The report is exhaustive—it runs in excess of 200 pages and includes more than 1000 references. Although Burr's office released a pared-down preliminary report in October, the full report currently sits under lock and key, in political limbo, with no release date in sight. In any case, the report did not uncover proof that SARS-CoV-2, the virus that causes COVID-19, came from a lab, says Newsweek's source (who requested anonymity to discuss the issue).

What lab-leak advocates need is direct evidence of a virus very similar to SARS-CoV-2 that was developed or stored in a lab in Wuhan. Given what's at stake, it's highly unlikely that China would willingly disclose such evidence, even if it exists. Testimony or leaked documents could conceivably do the trick, but these are probably not within reach of the House Republicans' subpoenas. And even so, China would most likely deny it.

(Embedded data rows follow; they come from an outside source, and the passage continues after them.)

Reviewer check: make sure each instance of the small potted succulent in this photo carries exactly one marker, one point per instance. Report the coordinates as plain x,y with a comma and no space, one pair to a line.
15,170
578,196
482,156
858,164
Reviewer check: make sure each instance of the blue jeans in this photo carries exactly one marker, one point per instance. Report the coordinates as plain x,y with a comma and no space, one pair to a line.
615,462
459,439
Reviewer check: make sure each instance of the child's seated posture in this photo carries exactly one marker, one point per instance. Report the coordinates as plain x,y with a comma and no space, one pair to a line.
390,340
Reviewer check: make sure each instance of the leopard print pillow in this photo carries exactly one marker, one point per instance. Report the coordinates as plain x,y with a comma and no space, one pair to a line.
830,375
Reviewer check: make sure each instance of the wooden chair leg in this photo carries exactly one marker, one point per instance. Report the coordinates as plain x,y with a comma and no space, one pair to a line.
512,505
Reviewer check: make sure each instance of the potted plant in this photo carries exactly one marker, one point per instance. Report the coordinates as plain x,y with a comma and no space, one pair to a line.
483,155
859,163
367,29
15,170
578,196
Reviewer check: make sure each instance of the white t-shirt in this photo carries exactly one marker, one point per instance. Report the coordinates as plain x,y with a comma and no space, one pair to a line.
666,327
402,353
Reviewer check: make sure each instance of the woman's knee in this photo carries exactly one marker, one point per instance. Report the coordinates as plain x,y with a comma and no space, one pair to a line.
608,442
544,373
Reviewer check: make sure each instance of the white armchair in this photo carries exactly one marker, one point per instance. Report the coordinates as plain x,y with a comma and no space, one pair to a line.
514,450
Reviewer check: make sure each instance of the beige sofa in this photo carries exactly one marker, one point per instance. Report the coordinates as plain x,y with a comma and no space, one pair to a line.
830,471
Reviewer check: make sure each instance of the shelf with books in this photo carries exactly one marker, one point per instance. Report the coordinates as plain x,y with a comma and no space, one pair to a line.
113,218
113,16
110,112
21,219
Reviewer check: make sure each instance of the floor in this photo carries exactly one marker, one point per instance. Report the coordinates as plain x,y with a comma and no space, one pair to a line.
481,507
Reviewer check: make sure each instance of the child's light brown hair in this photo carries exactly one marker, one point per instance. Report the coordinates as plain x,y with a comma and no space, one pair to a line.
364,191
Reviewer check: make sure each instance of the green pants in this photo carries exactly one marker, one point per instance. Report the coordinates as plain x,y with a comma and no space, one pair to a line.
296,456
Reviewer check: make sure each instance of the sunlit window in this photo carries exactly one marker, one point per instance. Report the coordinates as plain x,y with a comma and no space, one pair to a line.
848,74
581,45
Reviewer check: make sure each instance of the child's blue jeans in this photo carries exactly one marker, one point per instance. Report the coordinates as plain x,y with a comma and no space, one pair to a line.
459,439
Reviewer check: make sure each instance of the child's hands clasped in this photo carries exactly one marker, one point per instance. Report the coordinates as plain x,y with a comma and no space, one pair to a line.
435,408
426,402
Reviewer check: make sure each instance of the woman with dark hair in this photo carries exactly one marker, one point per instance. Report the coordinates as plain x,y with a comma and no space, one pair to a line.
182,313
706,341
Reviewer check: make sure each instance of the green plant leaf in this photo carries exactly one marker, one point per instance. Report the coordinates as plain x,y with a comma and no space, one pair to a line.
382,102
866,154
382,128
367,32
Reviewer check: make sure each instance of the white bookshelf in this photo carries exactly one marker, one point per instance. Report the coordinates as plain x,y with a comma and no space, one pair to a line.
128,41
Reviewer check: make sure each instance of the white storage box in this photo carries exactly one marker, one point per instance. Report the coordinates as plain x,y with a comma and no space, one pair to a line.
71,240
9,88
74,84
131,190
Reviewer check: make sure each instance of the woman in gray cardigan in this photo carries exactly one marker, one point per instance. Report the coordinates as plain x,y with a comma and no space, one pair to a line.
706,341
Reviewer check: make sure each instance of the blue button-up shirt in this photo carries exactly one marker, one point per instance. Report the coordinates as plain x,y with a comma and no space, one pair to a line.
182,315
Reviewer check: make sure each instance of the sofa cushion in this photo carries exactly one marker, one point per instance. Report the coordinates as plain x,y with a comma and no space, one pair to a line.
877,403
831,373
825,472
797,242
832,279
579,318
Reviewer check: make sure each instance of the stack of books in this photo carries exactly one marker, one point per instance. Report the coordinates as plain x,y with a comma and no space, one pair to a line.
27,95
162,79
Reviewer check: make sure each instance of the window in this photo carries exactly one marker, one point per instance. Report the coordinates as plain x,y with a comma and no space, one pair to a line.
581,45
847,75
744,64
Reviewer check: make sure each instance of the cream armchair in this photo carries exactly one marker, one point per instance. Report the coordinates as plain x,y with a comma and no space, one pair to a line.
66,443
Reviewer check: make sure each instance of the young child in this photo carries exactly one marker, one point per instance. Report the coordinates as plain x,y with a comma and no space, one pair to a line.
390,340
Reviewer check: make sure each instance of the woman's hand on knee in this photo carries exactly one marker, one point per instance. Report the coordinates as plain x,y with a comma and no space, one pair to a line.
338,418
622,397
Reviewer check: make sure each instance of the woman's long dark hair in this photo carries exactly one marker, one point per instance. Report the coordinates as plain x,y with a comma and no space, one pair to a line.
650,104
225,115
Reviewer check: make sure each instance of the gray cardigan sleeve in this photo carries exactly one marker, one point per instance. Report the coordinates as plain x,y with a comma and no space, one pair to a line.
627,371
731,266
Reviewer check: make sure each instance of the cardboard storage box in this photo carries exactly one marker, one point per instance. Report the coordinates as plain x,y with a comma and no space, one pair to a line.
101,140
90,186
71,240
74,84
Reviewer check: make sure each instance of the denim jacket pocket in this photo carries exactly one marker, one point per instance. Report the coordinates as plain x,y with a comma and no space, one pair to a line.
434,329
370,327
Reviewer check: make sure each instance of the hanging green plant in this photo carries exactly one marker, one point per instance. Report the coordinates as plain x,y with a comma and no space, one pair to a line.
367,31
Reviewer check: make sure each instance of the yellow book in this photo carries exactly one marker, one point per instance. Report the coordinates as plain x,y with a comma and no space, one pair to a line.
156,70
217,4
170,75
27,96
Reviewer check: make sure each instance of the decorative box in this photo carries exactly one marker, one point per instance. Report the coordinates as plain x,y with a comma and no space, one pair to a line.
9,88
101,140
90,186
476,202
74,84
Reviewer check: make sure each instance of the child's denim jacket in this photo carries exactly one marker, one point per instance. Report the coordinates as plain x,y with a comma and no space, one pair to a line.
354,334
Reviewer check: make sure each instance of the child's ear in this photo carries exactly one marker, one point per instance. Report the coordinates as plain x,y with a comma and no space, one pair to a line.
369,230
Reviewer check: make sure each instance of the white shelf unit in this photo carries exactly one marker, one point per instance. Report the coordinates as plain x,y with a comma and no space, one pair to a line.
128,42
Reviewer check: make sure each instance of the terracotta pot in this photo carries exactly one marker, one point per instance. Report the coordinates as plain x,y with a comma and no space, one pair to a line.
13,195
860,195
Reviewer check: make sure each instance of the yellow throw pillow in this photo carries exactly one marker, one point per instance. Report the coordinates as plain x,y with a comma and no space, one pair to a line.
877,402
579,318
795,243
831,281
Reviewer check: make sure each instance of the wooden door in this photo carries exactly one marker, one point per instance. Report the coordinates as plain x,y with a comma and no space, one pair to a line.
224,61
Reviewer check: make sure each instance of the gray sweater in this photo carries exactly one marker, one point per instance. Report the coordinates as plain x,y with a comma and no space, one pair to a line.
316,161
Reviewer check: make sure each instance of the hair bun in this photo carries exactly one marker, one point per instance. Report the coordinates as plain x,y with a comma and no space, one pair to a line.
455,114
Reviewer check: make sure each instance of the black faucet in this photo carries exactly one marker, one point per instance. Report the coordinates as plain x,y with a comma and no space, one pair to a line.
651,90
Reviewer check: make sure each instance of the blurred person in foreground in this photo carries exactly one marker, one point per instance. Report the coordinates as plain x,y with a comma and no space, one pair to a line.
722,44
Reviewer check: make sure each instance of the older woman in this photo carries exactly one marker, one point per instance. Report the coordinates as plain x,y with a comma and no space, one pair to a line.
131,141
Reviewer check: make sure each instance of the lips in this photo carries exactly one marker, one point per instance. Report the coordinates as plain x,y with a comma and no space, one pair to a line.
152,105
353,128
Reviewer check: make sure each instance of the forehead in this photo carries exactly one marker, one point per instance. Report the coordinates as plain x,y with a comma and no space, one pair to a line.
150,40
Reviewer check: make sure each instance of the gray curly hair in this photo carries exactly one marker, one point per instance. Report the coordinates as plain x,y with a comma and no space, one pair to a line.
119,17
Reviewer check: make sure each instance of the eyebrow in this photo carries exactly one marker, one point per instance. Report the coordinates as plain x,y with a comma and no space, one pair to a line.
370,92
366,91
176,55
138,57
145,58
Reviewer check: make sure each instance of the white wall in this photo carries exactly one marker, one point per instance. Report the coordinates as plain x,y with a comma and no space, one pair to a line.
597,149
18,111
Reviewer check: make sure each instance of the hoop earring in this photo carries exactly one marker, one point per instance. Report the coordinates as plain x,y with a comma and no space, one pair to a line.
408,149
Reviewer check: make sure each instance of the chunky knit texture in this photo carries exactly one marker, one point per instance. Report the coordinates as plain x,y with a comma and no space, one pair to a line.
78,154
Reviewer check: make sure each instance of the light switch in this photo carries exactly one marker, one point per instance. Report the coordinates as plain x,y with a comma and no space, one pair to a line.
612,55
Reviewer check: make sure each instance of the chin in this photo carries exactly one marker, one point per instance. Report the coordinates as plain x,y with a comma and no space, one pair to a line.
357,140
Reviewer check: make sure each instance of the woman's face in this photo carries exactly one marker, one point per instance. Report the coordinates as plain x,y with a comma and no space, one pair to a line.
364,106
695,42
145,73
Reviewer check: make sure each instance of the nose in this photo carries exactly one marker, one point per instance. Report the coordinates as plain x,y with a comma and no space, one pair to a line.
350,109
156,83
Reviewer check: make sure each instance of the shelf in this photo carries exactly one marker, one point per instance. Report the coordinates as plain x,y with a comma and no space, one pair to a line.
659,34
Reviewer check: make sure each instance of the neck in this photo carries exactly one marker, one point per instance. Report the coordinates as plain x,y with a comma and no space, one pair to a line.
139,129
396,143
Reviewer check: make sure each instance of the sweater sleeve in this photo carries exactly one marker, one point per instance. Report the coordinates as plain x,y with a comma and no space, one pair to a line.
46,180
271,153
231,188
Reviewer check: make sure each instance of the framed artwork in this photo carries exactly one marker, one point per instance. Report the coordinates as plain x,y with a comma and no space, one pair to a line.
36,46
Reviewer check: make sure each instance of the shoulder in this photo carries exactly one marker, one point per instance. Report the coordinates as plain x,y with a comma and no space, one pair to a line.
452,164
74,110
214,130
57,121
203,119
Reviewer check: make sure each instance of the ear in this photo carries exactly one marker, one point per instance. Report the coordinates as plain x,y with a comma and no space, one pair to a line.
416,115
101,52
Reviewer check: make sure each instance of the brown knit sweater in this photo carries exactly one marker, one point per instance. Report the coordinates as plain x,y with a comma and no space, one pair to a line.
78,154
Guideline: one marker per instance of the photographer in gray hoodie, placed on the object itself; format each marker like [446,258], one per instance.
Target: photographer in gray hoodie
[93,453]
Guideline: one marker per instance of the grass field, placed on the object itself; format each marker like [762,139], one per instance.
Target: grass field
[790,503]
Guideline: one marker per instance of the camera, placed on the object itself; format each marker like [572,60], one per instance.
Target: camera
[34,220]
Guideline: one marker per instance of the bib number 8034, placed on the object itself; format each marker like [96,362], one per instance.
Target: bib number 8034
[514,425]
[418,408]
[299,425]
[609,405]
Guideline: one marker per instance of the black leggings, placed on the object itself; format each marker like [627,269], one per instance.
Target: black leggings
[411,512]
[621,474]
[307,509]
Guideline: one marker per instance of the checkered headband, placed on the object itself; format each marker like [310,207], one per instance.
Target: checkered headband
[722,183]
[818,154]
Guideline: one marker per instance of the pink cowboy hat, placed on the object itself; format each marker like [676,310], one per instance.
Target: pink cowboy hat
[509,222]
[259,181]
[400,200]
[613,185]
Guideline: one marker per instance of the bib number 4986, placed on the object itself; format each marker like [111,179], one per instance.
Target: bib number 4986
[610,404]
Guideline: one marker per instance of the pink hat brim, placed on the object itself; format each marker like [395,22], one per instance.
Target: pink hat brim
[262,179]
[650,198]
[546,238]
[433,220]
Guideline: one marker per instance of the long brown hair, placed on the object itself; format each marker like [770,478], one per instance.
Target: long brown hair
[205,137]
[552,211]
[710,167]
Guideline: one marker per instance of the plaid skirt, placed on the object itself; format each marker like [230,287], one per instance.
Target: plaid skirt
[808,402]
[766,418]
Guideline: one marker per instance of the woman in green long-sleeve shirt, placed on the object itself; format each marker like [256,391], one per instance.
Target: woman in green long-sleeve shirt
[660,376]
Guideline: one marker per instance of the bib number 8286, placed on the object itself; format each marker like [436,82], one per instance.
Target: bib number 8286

What the spillover advocates need to prove their case is to identify the intermediary host—the mammal that caught a precursor of SARS-CoV-2 from bats and transmitted it to humans. No such animal has yet turned up. It could take years to find—scientists have been trying for nearly a decade to figure out how Ebola jumped to humans, with no luck. Finding an intermediary is the best bet to settling the issue once and for all—for most people, anyway.

That is, if the public still believes what scientists say. Although scientists still poll relatively high—much higher than, say, journalists—their credibility has taken a hit during the pandemic. In December 2021, 77 percent of respondents to a Pew survey said they trust scientists, down from 87 percent in April 2020. The steepest decline came among those who say they trust scientists "a great deal," from 39 percent to 29 percent, while those who have little to no confidence in scientists rose from 12 percent to 22 percent.

More worrying, opinion skews by political affiliation. Only 34 percent of Republicans have a "great deal" of trust in scientists, versus 64 percent of Democrats, according to AP-NORC Center for Public Affairs Research. And public opinion has swung toward belief in a lab origin of COVID-19. A poll by Morning Consult found that 44 percent of Americans believe the pandemic started as a lab leak and only 26 percent believe it started naturally. Finding proof of the origin of COVID-19 is important, but without it the nation can still take steps to prevent a future pandemic—as long as the public trusts science and scientists enough to listen.

For the moment, House Republicans have the wind at their backs. The truth may be farther off.